Description
1 Overview
In this assignment, you will implement four sorting algorithms, an interactive command-line program that demonstrates the sorting algorithms, and create a write-up analyzing the number of comparisons performed by each sort as a function of input array size.
Your primary tasks are as follows: • Implement the methods for insertion, merge, quick, and radix sorts in Sorts.java. You will also need to implement the merge and partition helper methods for merge sort and quick sort, respectively. • Implement the user-facing behavior described below in SortsDriver, using the sorting methods from Sorts.java to perform the sorting.
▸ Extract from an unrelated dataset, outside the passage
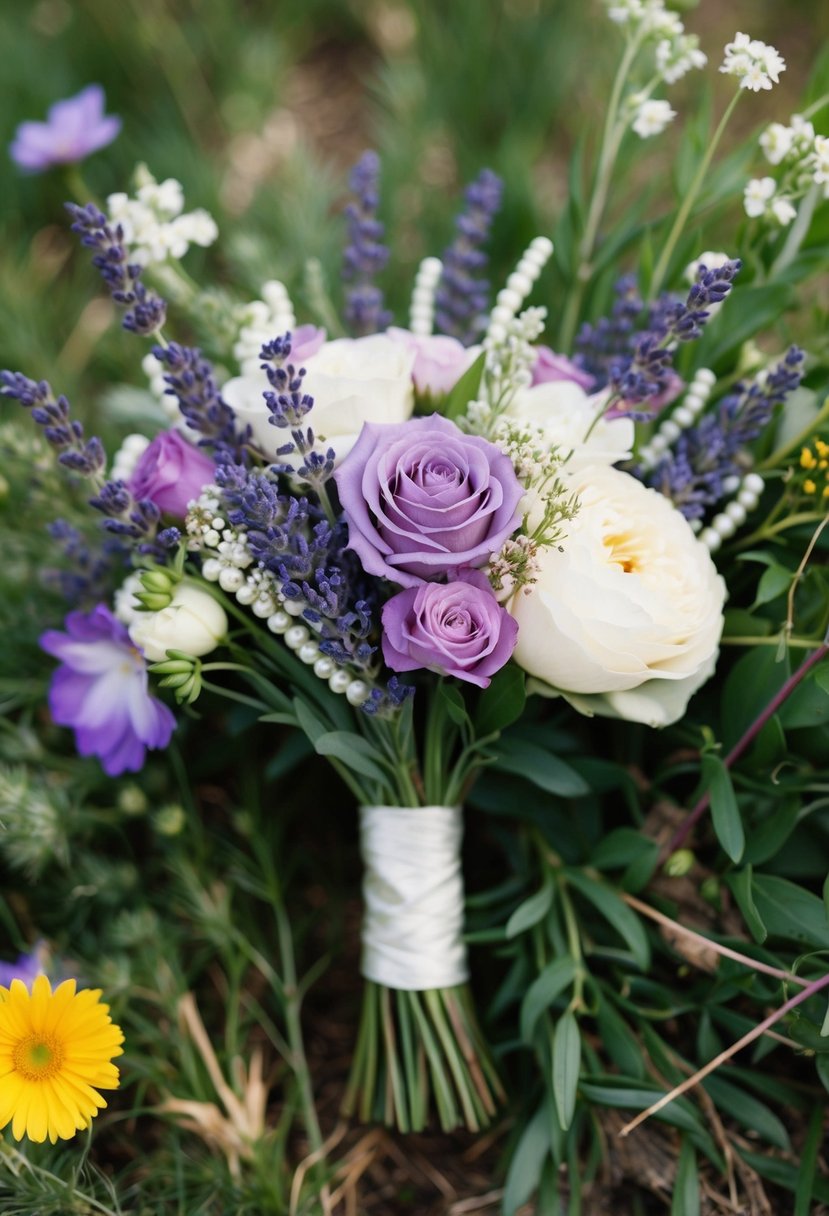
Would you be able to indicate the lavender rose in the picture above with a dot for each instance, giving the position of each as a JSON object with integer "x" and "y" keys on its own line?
{"x": 171, "y": 472}
{"x": 422, "y": 500}
{"x": 456, "y": 628}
• Create a writeup analyzing how number of comparisons grows as a function of input array size for insertion, merge, and quicksort. • The base assignment is worth 45 points; to earn the remaining 5 points (or more, for extra credit), you can complete some of the enhancements described in Section 6 (or come up with your own) and explain what you did in your writeup.
2 Getting Started
The Github Classroom invitation link for this assignment is in Assignment 1 on Canvas. Begin by accepting the invitation and cloning a local working copy of your repository as you did in Lab 1. Make sure to clone it somewhere outside your lab1 working copy (e.g., ~/csci241/a1) 1 to avoid nesting local repositories. Skeleton code is provided in your repository to get you started. See Section 7 below for a suggested game plan for getting the sorts, user interface, and writeup done. The following sections provide details and hints on each subtask.
3 Sorting Algorithms
Sorts.java contains method headers for six public methods: • insertionSort • merge • mergeSort • partition • quickSort • radixSort The method headers and specifications (i.e., the name, return type, parameters, and the Javadoc comment specifying the method’s behavior should not be changed. If you change method names, call signatures, or return values, your code will not compile with the testing system and you’ll receive no credit for the correctness portion of your grade. Public methods must implement their specifications precisely and completely.
For example, even if your quickSort method always calls partition using the first element as the pivot, partition is still required to work with any other legal pivot index specified, because such behavior is prescribed in the specification. In Lab 2, you will write unit testing code that will help you check the correctness of the sorting methods. As you develop the sorts, you should run gradle test frequently and make sure that each algorithm passes all its tests before moving on to the next.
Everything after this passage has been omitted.